PLoS One. 2018 Feb 7;13(2):e0191360. doi: 10.1371/journal.pone.0191360. eCollection 2018.
Type 1 diabetes (T1D) is an autoimmune disease in which insulin-producing beta cells in pancreatic islets are progressively destroyed. Clinical trials of immunotherapies in recently diagnosed T1D patients have only transiently and partially impacted the disease course, suggesting that other approaches are required. Our previous studies have demonstrated that heparan sulfate (HS), a glycosaminoglycan conventionally expressed in extracellular matrix, is present at high levels inside normal mouse beta cells. Intracellular HS was shown to be critical for beta cell survival and protection from oxidative damage. T1D development in Non-Obese Diabetic (NOD) mice correlated with loss of islet HS and was prevented by inhibiting HS degradation by the endoglycosidase, heparanase. In this study we investigated the distribution of HS and heparan sulfate proteoglycan (HSPG) core proteins in normal human islets, a role for HS in human beta cell viability and the clinical relevance of intra-islet HS and HSPG levels, compared to insulin, in human T1D. In normal human islets, HS (identified by 10E4 mAb) co-localized with insulin but not glucagon and correlated with the HSPG core proteins for collagen type XVIII (Col18) and syndecan-1 (Sdc1). Insulin-positive islets of T1D pancreases showed significant loss of HS, Col18 and Sdc1 and heparanase was strongly expressed by islet-infiltrating leukocytes. Human beta cells cultured with HS mimetics showed significantly improved survival and protection against hydrogen peroxide-induced death, suggesting that loss of HS could contribute to beta cell death in T1D. We conclude that HS depletion in beta cells, possibly due to heparanase produced by insulitis leukocytes, may function as an important mechanism in the pathogenesis of human T1D. Our findings raise the possibility that intervention therapy with dual activity HS replacers/heparanase inhibitors could help to protect the residual beta cell mass in patients recently diagnosed with T1D.

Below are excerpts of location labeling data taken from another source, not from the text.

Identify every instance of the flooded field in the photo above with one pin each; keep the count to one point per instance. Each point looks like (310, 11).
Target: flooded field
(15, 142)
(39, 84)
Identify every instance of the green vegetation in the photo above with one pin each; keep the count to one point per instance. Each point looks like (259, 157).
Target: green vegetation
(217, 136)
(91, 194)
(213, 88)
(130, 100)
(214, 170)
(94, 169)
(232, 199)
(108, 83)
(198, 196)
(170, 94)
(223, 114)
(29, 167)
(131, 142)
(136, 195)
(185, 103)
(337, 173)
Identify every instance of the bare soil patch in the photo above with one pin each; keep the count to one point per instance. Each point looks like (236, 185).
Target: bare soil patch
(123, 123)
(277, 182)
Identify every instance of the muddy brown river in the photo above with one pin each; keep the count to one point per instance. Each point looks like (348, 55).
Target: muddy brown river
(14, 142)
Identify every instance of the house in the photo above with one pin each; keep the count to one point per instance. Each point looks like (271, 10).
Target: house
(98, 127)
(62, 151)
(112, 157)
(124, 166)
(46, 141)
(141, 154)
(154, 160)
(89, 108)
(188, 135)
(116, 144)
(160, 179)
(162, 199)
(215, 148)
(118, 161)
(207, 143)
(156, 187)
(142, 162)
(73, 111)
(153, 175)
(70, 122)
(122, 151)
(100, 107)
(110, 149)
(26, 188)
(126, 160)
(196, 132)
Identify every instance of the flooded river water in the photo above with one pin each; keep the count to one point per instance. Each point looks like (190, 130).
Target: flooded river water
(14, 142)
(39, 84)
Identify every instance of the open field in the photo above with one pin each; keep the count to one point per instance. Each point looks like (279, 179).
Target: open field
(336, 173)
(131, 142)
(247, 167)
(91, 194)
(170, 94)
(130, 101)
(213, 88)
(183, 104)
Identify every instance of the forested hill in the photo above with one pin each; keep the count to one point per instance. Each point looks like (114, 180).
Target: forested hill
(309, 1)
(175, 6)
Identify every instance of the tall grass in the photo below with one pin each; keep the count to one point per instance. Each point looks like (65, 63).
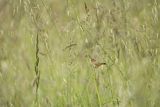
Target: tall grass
(48, 45)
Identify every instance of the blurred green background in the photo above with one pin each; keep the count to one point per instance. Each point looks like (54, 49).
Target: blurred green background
(124, 34)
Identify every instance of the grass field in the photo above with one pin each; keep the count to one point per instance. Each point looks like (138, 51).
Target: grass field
(79, 53)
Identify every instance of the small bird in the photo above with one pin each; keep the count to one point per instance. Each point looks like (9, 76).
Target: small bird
(96, 63)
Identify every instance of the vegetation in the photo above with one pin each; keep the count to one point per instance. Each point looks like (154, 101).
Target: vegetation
(79, 53)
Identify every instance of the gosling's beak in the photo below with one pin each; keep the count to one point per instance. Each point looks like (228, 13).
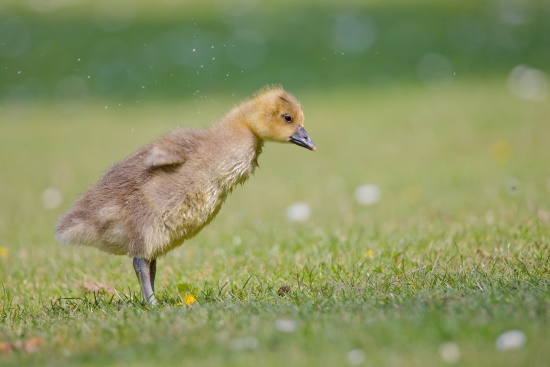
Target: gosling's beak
(302, 139)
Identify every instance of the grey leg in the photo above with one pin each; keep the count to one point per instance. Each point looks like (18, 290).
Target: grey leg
(153, 272)
(145, 271)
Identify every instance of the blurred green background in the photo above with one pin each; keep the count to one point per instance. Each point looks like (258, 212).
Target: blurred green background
(137, 50)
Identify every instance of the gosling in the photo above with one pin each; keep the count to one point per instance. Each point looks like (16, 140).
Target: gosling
(166, 192)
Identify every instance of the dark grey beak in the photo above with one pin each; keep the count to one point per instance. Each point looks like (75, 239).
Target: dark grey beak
(302, 139)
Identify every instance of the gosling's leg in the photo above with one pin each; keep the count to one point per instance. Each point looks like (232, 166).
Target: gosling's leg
(145, 271)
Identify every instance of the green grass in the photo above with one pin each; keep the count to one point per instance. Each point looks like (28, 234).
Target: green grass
(450, 253)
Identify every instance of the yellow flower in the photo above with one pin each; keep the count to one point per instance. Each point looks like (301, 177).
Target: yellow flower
(188, 300)
(369, 253)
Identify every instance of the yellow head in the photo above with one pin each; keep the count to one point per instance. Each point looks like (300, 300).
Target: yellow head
(273, 114)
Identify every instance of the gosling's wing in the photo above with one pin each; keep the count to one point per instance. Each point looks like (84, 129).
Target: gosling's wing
(165, 153)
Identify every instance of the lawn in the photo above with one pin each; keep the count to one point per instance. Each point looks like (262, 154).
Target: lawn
(454, 254)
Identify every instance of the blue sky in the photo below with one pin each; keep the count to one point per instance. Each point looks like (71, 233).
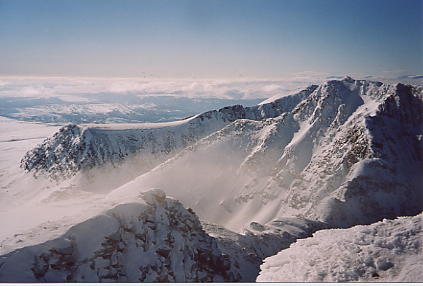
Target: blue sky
(210, 38)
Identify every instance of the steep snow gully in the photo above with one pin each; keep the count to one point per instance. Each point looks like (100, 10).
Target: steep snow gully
(252, 181)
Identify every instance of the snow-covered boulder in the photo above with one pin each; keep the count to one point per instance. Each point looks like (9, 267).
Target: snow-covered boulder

1型糖尿病(T1D)是一种自身免疫性疾病,其中胰岛中产生胰岛素的β细胞会逐渐被破坏。对新诊断的T1D患者进行免疫疗法的临床试验仅对病程产生了短暂且部分的影响,这表明需要其他方法。我们之前的研究表明,硫酸乙酰肝素(HS)是一种通常在细胞外基质中表达的糖胺聚糖,在正常小鼠β细胞内含量很高。细胞内HS对β细胞存活及免受氧化损伤至关重要。非肥胖糖尿病(NOD)小鼠的T1D发展与胰岛HS的丧失相关,并且通过抑制内切糖苷酶乙酰肝素酶对HS的降解得以预防。在本研究中,我们调查了HS和硫酸乙酰肝素蛋白聚糖(HSPG)核心蛋白在正常人胰岛中的分布、HS在人β细胞活力中的作用以及与胰岛素相比,胰岛内HS和HSPG水平在人类T1D中的临床相关性。在正常人胰岛中,HS(由10E4单克隆抗体识别)与胰岛素共定位,但不与胰高血糖素共定位,并且与XVIII型胶原(Col18)和syndecan-1(Sdc1)的HSPG核心蛋白相关。T1D胰腺的胰岛素阳性胰岛显示HS、Col18和Sdc1显著丧失,并且胰岛浸润白细胞强烈表达乙酰肝素酶。用HS模拟物培养的人β细胞显示存活显著改善且对过氧化氢诱导的死亡具有保护作用,这表明HS的丧失可能导致T1D中的β细胞死亡。我们得出结论,β细胞中HS的消耗可能是由于胰岛炎白细胞产生的乙酰肝素酶,这可能是人类T1D发病机制中的一个重要机制。我们的发现增加了一种可能性,即使用具有双重活性的HS替代物/乙酰肝素酶抑制剂进行干预治疗可能有助于保护新诊断为T1D的患者中残余的β细胞群。